Which is why the only one I LIKE is the critically detested Some Time In New York City. For once, and for the final time, John focused on something other than misunderstood, rejected, eternally tormented John... and altho the feral radical sentiments are now dated beyond belief, I dont necessarily disagree with them or with the critics who machine gunned him back in 1972 for commenting on the world at large rather than himself:

Woman is the n*gger of the world
Yes she is...think about it.
Woman is the n*gger of the world
Think about it...do something about it.

We make her paint her face and dance.
If she wont be a slave, we say that she dont love us.
If shes real, we say shes trying to be a man.
While putting her down, we pretend that shes above us.

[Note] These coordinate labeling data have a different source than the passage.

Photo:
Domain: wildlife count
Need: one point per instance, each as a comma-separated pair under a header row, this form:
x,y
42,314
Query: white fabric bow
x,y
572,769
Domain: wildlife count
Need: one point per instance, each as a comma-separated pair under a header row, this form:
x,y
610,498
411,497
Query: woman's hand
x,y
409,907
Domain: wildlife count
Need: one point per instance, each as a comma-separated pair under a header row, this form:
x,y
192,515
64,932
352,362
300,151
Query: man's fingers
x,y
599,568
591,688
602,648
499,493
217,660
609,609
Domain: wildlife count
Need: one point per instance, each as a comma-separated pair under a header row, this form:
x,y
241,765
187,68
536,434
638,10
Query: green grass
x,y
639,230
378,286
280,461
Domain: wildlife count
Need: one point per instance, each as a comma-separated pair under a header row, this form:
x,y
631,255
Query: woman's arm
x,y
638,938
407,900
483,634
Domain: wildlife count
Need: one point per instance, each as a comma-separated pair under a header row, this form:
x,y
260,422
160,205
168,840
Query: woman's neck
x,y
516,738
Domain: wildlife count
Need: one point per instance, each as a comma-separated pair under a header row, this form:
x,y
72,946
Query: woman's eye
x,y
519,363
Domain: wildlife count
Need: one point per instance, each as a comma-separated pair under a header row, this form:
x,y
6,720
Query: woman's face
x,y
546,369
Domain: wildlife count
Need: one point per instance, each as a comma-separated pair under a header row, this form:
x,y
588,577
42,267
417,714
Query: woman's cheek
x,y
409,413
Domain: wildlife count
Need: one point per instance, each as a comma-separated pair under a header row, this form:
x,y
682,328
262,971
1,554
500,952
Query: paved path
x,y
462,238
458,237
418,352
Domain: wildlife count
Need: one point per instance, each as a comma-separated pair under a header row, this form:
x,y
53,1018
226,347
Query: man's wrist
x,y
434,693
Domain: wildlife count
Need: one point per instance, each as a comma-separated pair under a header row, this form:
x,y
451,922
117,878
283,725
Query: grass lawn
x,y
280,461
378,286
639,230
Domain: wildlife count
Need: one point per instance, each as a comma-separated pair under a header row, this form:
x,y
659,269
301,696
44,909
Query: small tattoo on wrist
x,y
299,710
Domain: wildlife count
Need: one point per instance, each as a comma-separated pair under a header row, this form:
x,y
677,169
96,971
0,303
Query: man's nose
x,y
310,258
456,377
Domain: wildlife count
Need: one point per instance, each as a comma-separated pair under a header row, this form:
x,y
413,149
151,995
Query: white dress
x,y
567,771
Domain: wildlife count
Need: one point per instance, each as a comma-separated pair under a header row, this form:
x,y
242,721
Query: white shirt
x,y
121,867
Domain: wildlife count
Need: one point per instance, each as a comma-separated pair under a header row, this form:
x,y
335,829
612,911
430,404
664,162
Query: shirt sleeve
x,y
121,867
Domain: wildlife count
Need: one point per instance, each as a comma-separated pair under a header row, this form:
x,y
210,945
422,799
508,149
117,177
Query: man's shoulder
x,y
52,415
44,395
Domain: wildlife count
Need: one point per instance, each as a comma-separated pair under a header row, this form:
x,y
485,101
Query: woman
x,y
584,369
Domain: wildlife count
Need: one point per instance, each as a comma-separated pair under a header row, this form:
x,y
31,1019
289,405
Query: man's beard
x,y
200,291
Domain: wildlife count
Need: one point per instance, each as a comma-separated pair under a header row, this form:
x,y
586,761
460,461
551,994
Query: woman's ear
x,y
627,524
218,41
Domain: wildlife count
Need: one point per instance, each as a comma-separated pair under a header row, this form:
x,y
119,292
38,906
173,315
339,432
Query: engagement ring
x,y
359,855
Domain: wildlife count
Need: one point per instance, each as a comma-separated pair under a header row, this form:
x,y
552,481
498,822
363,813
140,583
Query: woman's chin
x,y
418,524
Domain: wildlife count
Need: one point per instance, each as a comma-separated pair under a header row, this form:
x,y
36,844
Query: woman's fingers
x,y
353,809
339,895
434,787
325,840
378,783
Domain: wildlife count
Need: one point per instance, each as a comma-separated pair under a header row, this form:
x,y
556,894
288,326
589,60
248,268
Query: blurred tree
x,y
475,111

Woman is the n*gger of the world...yes she is
If you dont believe me, take a look at the one you're with.
Woman is the slave of the slaves
Ah, yeah...better scream about it

That particular song.. well... it was chosen as a single. Never charted in England, and peaked at #52 in the U.S. Lennon/Ono had to call a press conference, in conjunction with high profile members of NAACP and CORE who endorsed the use of that word in the song; calling it contextually non-racist. Radio stations STILL would not touch it, and only die-hard fans knew it existed at all.

The same fate befell ALL the activist rock stars of the 1980s and 1990s. The higher their profile as "Spokespeople" the greater their decline in record sales. It would seem that the best way to snuff out a promising music career is to become a Saver of Souls Lecturing The Unenlightened.